The pizza problem begins with a novel, Upton Sinclair's The Jungle, published in 1906. That book, which described in disgusting detail the operations of the meat-packing industry, led to the creation of USDA's Food Safety and Inspection Service (FSIS) under the 1906 Federal Meat Inspection Act. Along with subsequent legislation, the act gave FSIS responsibility over meat, poultry and frozen and dried eggs.

The Federal Food, Drug, and Cosmetic Act of 1938, along with other legislation, gave the FDA inspection authority for most other types of food.

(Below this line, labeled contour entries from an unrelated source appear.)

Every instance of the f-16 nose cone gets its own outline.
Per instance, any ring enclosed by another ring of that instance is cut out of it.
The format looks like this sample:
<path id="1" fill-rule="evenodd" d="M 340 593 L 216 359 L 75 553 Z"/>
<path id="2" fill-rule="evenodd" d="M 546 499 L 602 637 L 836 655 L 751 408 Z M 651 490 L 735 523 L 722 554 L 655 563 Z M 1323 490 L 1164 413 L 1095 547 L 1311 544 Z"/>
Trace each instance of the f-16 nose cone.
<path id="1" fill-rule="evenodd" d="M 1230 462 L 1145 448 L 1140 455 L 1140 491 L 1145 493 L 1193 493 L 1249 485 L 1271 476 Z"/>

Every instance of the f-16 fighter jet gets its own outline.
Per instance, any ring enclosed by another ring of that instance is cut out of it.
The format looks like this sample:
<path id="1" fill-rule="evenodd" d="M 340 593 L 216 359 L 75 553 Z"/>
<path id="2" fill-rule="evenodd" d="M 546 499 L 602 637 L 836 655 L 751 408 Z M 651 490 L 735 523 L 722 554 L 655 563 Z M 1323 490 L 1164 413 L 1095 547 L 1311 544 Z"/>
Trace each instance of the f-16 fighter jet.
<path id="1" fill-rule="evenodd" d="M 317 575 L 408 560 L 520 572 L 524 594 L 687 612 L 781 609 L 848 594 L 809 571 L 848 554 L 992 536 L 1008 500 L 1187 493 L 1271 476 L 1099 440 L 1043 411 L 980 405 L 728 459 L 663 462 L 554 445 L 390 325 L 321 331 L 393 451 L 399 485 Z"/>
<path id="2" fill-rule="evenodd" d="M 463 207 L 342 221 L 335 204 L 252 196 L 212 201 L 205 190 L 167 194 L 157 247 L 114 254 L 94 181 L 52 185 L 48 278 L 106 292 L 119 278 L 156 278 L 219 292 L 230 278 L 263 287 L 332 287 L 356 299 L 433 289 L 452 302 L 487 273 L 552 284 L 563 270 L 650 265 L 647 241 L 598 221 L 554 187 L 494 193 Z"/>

That legislative history-not bureaucratic incompetence-explains the pizza problem. FSIS is required to inspect meat products only, while FDA is responsible for non-meat products.

The laws also set up very different inspection structures for the two agencies. While FSIS must inspect every carcass that makes its way to American tables, Congress has not given FDA the authority or resources to inspect all the food it regulates before it hits the marketplace. Instead, FDA responds to problems and issues recalls. So while FSIS inspectors visit the pepperoni lines of pizza processing plants every day, FDA inspectors get around to each pizza processing plant once a year or so, GAO estimates.

Caroline Smith DeWaal, director of food safety at the Washington-based Center for Science in the Public Interest, notes that the inspection discrepancy between pepperoni and cheese pizza is even deeper because of the legislative differences between FSIS' and FDA's authorities.

While FDA may inspect a cheese pizza once in a blue moon, the pepperoni on a meat pizza will go through three USDA inspections-once in a slaughter plant, once at a pepperoni processing plant, and again at the pizza processing plant, DeWaal says.

In addition to FSIS and FDA, a dozen other agencies also have been granted authority by Congress over various aspects of food safety, including the Environmental Protection Agency, the Centers for Disease Control and Prevention and the National Marine Fisheries Service in the Commerce Department.

The mix of jurisdictions can be confusing for food producers, who must learn the separate, and occasionally overlapping, regulatory structures of each of the agencies with inspection authority over them, GAO has noted. In some cases, laws and budgetary constraints have left gaps in inspection coverage, DeWaal says. For example, FDA relies completely on the states for shellfish inspection.

DeWaal's center and GAO both advocate the creation of a single food safety agency to deal with the inconsistencies in the food inspection system. The Clinton administration, meanwhile, has created a food safety council with representatives from all agencies with food safety responsibilities. The council is developing a strategic plan and a unified budget in an attempt to improve coordination and make up for the patchwork system of federal food safety laws.

To address the pizza problem, those laws must be re-written, DeWaal said.

"This is an accident of history," she said.